Prior to the surprise call to all parties, Mr. Ben-Zvi had been scheduled to begin a second round of talks after Mr. Ben-Gurion told him yesterday that he was unable to form: a new Government, The Mapai party then indicated it planned to introduce a bill in the Knesset, Israel’s Parliament next week to set October or November as the date for new elections.

The October or November date is in line with Mapai strategy to postpone the elections to the maximum in the hope that the passage of time will make the voting public forget the Lavon Affair and bring a rebuilding of the prestige the party lost in the bitter struggle. The Herut and the Progressives submitted bills setting June 6 as the election day. Bills submitted by Mapam and Achdut Avodah called for elections on July 11. The religious bloc compromise was for an August 29 election. Best estimates were for an election day some time between the end of July and the middle of August.

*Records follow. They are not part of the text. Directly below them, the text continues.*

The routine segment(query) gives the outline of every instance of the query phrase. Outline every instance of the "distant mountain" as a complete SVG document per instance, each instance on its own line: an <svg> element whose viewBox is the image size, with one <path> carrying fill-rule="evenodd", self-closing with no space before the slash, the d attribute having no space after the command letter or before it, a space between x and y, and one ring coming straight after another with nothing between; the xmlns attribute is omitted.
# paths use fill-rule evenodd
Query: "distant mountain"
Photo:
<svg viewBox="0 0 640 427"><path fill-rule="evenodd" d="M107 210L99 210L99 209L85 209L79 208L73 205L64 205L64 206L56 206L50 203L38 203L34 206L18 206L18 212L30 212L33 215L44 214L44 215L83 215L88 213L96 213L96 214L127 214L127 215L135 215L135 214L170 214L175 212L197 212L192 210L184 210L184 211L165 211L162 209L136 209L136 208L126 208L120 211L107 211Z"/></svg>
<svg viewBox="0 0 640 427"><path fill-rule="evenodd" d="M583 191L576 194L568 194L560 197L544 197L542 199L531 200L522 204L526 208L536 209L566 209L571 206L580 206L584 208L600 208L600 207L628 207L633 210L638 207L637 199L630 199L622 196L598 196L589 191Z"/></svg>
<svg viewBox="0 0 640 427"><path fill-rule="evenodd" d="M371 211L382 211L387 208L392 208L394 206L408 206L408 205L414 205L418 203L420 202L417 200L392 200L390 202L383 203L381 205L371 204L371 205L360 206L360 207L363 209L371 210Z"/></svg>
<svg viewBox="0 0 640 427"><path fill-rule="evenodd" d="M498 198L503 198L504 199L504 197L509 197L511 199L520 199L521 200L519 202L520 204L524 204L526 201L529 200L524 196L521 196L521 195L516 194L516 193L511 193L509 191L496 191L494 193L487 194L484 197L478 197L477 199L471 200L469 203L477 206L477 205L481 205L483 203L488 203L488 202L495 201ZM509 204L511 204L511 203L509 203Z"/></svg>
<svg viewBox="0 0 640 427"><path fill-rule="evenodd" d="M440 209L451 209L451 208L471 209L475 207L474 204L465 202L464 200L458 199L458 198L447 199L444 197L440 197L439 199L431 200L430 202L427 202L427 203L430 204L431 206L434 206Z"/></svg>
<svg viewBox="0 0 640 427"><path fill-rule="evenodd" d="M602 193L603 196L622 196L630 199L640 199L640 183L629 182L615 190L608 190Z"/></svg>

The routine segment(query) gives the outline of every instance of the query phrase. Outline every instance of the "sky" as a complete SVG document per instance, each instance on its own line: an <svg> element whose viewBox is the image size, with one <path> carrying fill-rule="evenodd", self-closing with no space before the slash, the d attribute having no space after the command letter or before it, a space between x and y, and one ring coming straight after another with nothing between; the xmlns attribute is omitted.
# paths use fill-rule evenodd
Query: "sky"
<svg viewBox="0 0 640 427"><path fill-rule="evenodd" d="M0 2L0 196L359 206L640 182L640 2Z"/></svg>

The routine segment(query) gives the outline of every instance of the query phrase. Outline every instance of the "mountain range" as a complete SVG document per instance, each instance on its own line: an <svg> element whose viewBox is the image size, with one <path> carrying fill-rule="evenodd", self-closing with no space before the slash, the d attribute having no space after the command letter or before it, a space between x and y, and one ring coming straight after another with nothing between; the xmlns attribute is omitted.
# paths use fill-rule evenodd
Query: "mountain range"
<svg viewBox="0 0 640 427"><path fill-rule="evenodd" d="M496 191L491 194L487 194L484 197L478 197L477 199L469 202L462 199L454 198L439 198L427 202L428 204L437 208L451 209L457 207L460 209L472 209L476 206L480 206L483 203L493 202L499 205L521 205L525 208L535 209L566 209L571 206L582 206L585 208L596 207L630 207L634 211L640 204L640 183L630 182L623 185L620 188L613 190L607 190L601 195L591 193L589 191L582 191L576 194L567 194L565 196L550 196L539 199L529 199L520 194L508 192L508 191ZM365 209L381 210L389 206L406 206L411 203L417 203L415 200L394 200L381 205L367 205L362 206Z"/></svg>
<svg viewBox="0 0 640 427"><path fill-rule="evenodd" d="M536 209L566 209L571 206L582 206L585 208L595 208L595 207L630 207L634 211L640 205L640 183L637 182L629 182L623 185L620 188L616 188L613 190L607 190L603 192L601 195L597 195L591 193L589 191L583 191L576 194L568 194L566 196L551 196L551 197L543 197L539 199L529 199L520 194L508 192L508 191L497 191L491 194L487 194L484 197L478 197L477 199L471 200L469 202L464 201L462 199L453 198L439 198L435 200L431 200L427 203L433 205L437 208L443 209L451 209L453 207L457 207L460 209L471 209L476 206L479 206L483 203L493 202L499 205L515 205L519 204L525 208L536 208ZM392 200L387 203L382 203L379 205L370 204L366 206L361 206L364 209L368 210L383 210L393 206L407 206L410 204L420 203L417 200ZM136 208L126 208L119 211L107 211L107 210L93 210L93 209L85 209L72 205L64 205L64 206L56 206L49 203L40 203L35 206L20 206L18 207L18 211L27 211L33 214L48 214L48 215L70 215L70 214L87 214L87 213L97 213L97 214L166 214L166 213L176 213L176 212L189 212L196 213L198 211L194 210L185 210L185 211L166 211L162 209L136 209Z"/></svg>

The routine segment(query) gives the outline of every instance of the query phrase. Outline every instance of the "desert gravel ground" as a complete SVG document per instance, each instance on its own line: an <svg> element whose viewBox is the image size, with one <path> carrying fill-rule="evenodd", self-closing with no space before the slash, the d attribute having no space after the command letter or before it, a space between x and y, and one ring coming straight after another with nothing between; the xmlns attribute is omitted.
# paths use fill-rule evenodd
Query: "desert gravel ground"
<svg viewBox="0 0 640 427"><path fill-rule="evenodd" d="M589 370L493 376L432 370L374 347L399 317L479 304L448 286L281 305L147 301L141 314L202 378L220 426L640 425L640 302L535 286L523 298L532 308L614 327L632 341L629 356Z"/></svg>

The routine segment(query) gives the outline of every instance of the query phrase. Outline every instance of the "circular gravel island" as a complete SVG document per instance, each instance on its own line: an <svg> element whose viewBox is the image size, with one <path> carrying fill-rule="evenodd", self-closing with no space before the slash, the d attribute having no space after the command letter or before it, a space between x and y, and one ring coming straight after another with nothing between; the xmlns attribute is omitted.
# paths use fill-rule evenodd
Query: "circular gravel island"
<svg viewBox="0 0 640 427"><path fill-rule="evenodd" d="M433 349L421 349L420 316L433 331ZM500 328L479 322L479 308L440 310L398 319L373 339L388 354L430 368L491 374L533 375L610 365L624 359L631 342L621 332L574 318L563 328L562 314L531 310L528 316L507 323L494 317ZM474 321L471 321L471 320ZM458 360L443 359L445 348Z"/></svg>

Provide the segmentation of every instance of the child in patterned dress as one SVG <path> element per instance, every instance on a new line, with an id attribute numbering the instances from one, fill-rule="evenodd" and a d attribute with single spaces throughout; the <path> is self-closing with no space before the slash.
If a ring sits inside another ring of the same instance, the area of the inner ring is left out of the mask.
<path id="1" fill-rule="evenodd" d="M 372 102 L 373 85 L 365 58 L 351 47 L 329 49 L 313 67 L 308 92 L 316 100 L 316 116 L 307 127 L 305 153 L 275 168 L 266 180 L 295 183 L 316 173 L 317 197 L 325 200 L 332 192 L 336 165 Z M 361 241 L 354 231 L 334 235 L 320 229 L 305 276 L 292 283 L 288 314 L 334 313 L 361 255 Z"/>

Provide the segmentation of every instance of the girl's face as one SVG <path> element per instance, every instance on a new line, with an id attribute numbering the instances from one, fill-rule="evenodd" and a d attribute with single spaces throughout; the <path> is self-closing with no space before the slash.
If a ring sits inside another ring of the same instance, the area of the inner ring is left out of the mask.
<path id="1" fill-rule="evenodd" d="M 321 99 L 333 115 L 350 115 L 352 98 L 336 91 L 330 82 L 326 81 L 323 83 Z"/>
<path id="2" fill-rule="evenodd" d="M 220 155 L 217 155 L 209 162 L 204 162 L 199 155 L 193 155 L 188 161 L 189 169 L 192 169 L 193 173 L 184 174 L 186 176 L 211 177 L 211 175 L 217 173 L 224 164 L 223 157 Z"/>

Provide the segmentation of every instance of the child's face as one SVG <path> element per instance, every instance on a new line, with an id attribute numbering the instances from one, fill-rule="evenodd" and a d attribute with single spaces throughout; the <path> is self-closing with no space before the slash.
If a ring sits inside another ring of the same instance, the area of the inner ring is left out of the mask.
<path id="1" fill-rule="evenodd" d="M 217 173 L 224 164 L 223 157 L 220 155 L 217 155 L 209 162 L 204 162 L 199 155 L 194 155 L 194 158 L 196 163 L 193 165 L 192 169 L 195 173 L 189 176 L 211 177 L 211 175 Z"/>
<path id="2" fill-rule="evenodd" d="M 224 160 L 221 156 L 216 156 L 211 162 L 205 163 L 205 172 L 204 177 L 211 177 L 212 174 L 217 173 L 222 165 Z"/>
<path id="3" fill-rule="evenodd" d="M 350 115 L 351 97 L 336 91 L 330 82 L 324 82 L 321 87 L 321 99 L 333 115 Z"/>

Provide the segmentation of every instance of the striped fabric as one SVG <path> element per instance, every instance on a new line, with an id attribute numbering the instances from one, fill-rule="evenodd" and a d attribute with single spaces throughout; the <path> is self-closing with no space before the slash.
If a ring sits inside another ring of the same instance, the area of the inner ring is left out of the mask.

MAPAI SETS UP COMMITTEE TO DECIDE ON LAVON’S ROLE IN ELECTIONS

Meanwhile, the Mapai leadership today discussed the new internal party problem created by Mr. Ben-Gurion’s statement that he would not permit his name to appear on a Mapai election list with that of Pinhas Lavon, the ousted Histadrut leader. The leaders decided to set up a special party committee to clarify Mr. Lavon’s position in the party and the question of his expected candidacy for a Knesset seat. Mr. Ben-Gurion was understood to have given other Mapai leaders a clear-cut promise that he would abide by whatever findings the special committee submitted.

Mapai leaders were understood to be confident that Mr. Lavon would not want to split his party and would, therefore, probably not engage in an open election fight with the Ben Gurion group over his ouster from the Histadrut.

A proposal that all parties of the outgoing coalition, with the exception of Mapai, should serve as an interim government until the elections will be submitted by the Herut party to President Ben-Zvi. Although such an interim coalition would lack 24 Knesset seats short of a majority, the party was represented as believing some of the opposition parties would join such a temporary government.

Menachem Beigin, the Herut leader, told the press today that his party would insist on the earliest possible elections and would exert maximum efforts to defeat the Mapai-sponsored election bill with its anticipated October or November election date.

Mr. Beigin said that when Mr. Ben-Gurion declined to accept Mr. Ben-Zvi’s mandate, the President was obliged, according to tradition, to call on the next largest party–Herut. To facilitate the immediate establishment of an “effective caretaker government, ” the Herut party will press for an extension of the present caretaker coalition without Mapai and will seek to bring together other opposition parties to give such a Mapai-less coalition a vote of confidence, he added.